My research on Jewish heritage asks what can be done with the fragments of Jewish culture that remain in Poland, sometimes hidden and sometimes in plain sight? And what value does such memory work have? It might appear that too little is left, or that any attempt to piece together fragments will just expose more horror, trauma, and death. After all, Poland’s numerous and diverse Jewish communities were destroyed in the Holocaust. The few survivors who returned after World War II were made to feel unwelcome by inhospitable neighbors and a political regime that demonized them. By 1968, nearly no Jews were left in Poland. A collective amnesia erased most remaining traces of Poland’s Jews. Physical reminders were torn down or repurposed, and even memories were pushed out of consciousness or silenced. Can anything be gained by revisiting all that has been lost?

I explore these questions on two levels. First, on the social level, I focus on what is actually being done with physical traces of Jewish culture. I have visited Jewish cemeteries and synagogues, including the places where no marker is left of their location. I have also gone to places where active memory work is being done, including commemorative monuments and websites. I have viewed museums and archives where some materials and records are collected.
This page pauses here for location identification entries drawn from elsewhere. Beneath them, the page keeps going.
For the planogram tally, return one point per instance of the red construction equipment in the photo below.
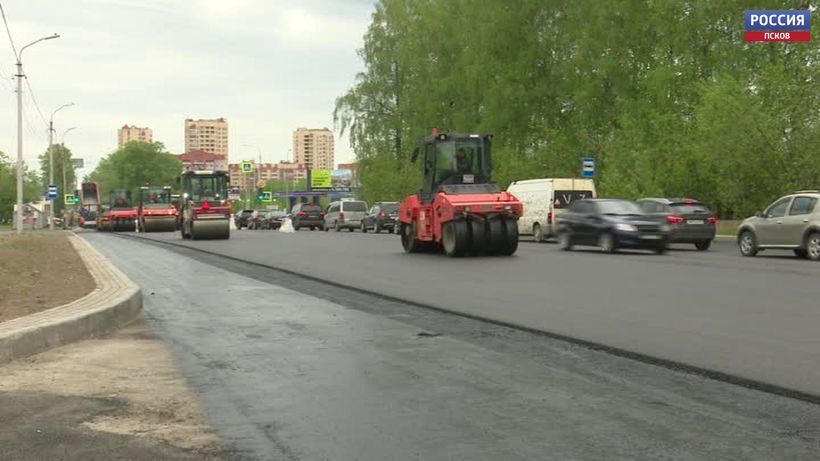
(156, 212)
(121, 216)
(458, 209)
(205, 209)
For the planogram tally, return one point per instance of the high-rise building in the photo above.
(313, 147)
(127, 134)
(207, 135)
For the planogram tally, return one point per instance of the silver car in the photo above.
(790, 223)
(345, 214)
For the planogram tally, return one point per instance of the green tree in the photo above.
(134, 165)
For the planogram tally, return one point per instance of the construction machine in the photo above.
(458, 209)
(156, 211)
(121, 214)
(204, 207)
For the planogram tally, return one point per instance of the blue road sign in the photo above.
(588, 167)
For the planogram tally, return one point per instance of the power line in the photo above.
(8, 31)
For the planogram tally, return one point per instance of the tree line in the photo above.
(667, 96)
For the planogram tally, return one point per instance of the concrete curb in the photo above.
(115, 302)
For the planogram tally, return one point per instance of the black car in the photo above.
(241, 218)
(610, 224)
(308, 215)
(689, 220)
(382, 215)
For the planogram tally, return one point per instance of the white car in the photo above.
(544, 199)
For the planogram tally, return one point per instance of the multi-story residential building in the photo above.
(200, 160)
(208, 135)
(127, 134)
(313, 147)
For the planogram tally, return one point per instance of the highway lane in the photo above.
(756, 318)
(289, 375)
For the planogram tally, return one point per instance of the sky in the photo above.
(267, 66)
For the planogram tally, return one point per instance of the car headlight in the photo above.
(626, 227)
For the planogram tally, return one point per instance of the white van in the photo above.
(544, 199)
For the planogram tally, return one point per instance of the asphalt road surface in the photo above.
(754, 318)
(319, 372)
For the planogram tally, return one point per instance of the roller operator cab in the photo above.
(156, 211)
(205, 211)
(121, 214)
(458, 209)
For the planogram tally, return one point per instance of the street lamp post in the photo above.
(20, 76)
(51, 161)
(62, 163)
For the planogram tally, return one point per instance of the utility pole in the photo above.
(20, 76)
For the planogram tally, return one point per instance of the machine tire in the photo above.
(747, 243)
(537, 233)
(408, 238)
(454, 238)
(478, 237)
(704, 245)
(511, 237)
(497, 238)
(606, 242)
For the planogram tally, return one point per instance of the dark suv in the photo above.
(689, 221)
(382, 215)
(241, 218)
(307, 215)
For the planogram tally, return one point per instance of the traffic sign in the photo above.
(588, 167)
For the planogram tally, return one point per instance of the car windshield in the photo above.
(619, 207)
(354, 206)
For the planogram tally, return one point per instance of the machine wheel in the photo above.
(813, 246)
(606, 242)
(408, 238)
(478, 237)
(747, 243)
(454, 238)
(704, 245)
(511, 237)
(497, 240)
(565, 240)
(537, 233)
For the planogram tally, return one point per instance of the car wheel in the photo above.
(606, 242)
(747, 243)
(813, 246)
(564, 240)
(704, 245)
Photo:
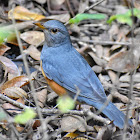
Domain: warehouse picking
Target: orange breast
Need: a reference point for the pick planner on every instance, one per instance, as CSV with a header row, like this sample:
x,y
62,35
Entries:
x,y
55,87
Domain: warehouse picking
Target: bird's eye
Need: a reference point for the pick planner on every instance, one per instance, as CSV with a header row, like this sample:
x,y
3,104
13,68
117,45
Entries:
x,y
54,31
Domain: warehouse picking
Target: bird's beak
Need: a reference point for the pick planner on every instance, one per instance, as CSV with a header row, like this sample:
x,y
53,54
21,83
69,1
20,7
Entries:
x,y
39,25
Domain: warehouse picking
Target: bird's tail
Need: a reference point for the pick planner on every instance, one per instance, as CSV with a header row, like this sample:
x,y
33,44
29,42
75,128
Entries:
x,y
113,114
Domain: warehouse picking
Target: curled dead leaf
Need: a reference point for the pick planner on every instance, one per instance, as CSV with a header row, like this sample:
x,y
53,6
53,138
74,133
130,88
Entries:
x,y
122,62
11,108
62,17
3,49
33,37
9,66
18,81
42,96
22,13
15,92
33,52
73,123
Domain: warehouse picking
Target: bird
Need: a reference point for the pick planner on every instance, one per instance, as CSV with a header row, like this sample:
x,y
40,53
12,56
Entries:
x,y
65,69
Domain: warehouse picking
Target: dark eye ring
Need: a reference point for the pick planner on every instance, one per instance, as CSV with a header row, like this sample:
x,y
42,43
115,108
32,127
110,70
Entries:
x,y
54,31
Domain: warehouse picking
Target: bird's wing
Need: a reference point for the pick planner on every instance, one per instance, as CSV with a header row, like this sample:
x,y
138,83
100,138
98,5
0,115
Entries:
x,y
75,72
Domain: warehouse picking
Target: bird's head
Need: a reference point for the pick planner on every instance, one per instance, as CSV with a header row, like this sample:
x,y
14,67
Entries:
x,y
55,33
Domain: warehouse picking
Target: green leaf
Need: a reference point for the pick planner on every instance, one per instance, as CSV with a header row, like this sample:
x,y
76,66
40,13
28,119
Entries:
x,y
65,103
25,116
84,16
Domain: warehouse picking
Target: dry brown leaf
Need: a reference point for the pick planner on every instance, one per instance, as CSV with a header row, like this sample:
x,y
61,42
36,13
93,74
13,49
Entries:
x,y
122,62
42,96
126,78
73,123
99,61
137,86
3,49
18,81
11,108
33,37
62,17
15,92
41,1
57,2
22,13
33,52
10,67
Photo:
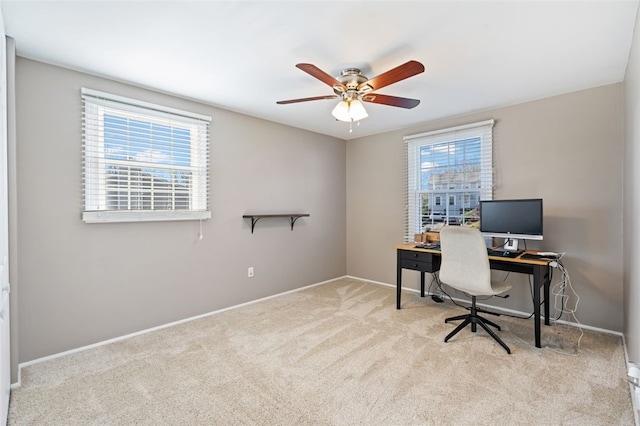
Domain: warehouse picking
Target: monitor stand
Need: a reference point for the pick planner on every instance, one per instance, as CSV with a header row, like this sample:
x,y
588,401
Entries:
x,y
511,244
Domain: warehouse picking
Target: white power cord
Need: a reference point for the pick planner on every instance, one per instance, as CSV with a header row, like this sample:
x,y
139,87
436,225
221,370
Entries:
x,y
563,292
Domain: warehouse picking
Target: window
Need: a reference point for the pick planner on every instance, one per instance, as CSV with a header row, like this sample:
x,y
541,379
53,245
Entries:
x,y
143,162
453,164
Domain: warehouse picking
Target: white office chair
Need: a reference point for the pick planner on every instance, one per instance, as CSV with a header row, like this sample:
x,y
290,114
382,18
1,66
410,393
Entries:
x,y
465,267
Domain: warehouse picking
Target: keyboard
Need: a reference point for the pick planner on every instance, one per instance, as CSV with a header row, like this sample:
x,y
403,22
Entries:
x,y
536,256
428,246
503,253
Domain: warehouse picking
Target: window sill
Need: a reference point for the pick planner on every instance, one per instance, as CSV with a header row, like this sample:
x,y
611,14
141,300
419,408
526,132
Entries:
x,y
142,216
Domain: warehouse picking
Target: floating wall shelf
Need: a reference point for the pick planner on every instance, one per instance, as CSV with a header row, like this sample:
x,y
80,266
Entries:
x,y
292,217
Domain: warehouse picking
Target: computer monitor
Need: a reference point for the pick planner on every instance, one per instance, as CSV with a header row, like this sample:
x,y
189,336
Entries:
x,y
512,220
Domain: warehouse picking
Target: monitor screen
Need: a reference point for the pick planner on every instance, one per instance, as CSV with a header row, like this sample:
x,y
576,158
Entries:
x,y
512,218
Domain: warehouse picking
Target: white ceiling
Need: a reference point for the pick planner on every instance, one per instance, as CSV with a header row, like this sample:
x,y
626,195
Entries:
x,y
241,55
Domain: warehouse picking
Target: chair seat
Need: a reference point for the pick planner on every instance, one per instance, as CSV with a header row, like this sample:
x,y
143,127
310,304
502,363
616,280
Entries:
x,y
497,287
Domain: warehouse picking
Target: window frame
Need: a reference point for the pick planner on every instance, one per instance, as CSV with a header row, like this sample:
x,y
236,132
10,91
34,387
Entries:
x,y
96,207
414,143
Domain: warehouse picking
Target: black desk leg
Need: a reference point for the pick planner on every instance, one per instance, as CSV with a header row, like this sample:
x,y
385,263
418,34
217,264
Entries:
x,y
398,280
537,283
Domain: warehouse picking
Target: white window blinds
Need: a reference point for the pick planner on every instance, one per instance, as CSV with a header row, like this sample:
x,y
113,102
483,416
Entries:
x,y
143,161
448,172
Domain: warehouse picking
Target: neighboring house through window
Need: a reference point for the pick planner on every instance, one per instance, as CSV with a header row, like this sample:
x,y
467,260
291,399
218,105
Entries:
x,y
454,165
143,162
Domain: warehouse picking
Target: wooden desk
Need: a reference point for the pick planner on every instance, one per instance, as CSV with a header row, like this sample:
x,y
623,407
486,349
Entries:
x,y
428,260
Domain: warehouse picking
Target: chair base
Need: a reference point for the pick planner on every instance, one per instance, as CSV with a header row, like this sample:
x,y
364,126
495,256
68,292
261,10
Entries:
x,y
474,319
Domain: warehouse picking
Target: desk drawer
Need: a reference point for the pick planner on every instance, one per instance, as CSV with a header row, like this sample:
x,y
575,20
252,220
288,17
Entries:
x,y
418,260
416,255
415,265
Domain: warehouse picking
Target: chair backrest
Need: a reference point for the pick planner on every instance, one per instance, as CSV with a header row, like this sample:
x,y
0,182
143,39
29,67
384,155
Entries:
x,y
465,264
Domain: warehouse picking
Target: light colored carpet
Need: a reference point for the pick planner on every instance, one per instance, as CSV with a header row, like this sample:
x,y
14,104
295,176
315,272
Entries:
x,y
334,354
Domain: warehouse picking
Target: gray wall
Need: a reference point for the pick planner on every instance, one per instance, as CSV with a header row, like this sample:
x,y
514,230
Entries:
x,y
565,149
632,200
80,283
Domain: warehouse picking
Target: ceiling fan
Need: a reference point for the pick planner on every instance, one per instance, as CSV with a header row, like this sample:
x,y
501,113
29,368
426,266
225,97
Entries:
x,y
353,88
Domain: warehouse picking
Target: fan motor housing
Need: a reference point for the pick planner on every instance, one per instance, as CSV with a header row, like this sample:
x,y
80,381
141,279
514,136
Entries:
x,y
351,78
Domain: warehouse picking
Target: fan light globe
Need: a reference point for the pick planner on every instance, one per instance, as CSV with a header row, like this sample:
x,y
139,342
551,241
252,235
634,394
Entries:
x,y
357,111
349,111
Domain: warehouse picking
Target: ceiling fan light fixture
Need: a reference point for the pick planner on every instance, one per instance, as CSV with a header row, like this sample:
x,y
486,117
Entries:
x,y
349,110
357,111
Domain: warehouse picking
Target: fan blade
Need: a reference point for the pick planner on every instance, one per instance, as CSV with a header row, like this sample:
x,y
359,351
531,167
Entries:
x,y
316,98
377,98
320,75
399,73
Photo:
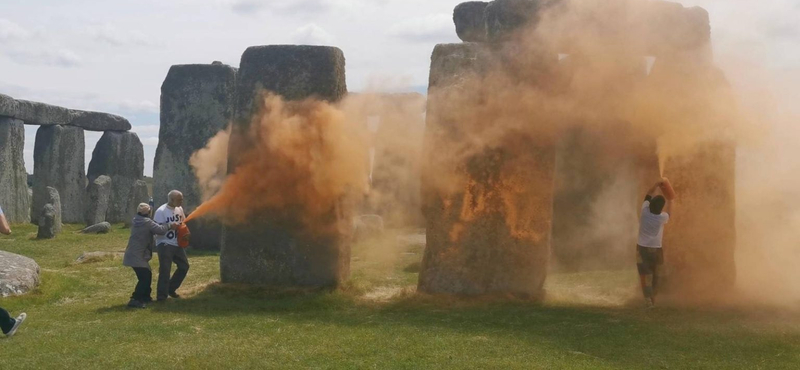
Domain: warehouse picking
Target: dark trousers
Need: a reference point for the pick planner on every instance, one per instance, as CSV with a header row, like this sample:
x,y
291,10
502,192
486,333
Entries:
x,y
6,322
647,261
167,254
142,291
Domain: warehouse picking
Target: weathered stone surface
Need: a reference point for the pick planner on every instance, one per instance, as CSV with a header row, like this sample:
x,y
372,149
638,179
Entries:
x,y
18,274
206,234
58,161
98,198
120,156
101,228
50,215
35,113
13,176
8,106
489,213
139,195
196,103
272,249
453,62
98,121
470,21
505,17
700,239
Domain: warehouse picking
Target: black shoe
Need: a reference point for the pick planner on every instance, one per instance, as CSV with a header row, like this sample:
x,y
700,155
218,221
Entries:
x,y
135,304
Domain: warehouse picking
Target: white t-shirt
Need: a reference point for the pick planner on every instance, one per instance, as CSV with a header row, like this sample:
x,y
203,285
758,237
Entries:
x,y
651,227
168,215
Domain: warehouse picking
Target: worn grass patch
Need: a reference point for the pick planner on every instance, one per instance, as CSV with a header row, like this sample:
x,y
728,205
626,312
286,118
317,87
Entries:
x,y
77,319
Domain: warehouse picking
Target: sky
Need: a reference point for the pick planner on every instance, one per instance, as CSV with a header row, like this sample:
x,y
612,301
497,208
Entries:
x,y
112,56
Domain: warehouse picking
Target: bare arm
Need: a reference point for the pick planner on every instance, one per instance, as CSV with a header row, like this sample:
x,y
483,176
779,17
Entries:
x,y
652,192
4,228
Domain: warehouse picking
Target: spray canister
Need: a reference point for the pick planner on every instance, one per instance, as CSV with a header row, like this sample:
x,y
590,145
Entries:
x,y
183,236
666,188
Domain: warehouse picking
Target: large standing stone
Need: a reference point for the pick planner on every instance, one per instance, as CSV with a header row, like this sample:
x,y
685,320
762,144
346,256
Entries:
x,y
18,274
120,156
489,213
272,249
196,103
50,216
700,238
13,177
506,17
470,21
98,197
58,161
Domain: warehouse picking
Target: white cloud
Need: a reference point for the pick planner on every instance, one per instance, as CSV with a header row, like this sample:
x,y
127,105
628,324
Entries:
x,y
293,7
57,58
430,28
138,106
146,130
113,36
311,34
12,31
150,141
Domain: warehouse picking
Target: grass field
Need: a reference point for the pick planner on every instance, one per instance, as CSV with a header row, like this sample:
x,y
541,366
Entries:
x,y
593,320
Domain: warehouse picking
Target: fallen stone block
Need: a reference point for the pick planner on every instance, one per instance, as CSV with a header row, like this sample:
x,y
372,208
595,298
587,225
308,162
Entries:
x,y
18,274
101,228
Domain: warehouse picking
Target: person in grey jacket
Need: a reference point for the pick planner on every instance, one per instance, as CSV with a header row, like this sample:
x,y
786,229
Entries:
x,y
140,251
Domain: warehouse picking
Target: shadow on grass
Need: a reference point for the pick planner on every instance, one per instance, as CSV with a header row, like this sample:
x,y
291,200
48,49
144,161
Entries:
x,y
618,336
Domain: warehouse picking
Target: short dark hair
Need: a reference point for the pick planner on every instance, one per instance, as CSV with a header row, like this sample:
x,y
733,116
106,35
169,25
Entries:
x,y
657,205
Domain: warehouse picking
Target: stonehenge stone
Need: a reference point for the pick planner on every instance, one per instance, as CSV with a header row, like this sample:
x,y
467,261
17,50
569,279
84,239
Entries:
x,y
18,274
505,17
50,215
13,177
97,121
100,228
272,249
8,106
470,21
120,156
140,194
489,222
196,103
58,161
700,239
35,113
98,198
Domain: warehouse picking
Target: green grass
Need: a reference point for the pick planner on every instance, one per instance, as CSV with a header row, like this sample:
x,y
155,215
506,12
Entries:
x,y
592,320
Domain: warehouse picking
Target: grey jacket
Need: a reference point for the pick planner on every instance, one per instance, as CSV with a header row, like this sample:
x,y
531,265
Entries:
x,y
140,244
I have talked with curators, artists, historians, and others who engage with the objects of Jewish memory in various ways. From these explorations, it is clear that the silence surrounding Jewish culture in Poland has been challenged at least since the Solidarity period at the beginning of the 1980s, when rediscovering Poland’s historical ethnic and religious diversity was a way of protesting state socialist nationalism which limited all kinds of expressions of difference and freedom. The steady growth of interest in Jewish culture in Poland has been manifested most recently in major projects like Warsaw’s new Polin Museum of the History of Polish Jews, but also in much quieter ways in smaller communities all over Poland. I use ethnographic methods to examine the ways contemporary memory projects piece together the fragments of Jewish memory. If you know where to look, fragments of Jewish lives (and deaths) can be found even where whole Jewish communities and their most visible elements like synagogues and cemeteries have been destroyed. These fragments can reveal something about the past, even if it is just in an incomplete and shattered form. And they can point toward the future—the possibilities that might emerge out of traces of memory.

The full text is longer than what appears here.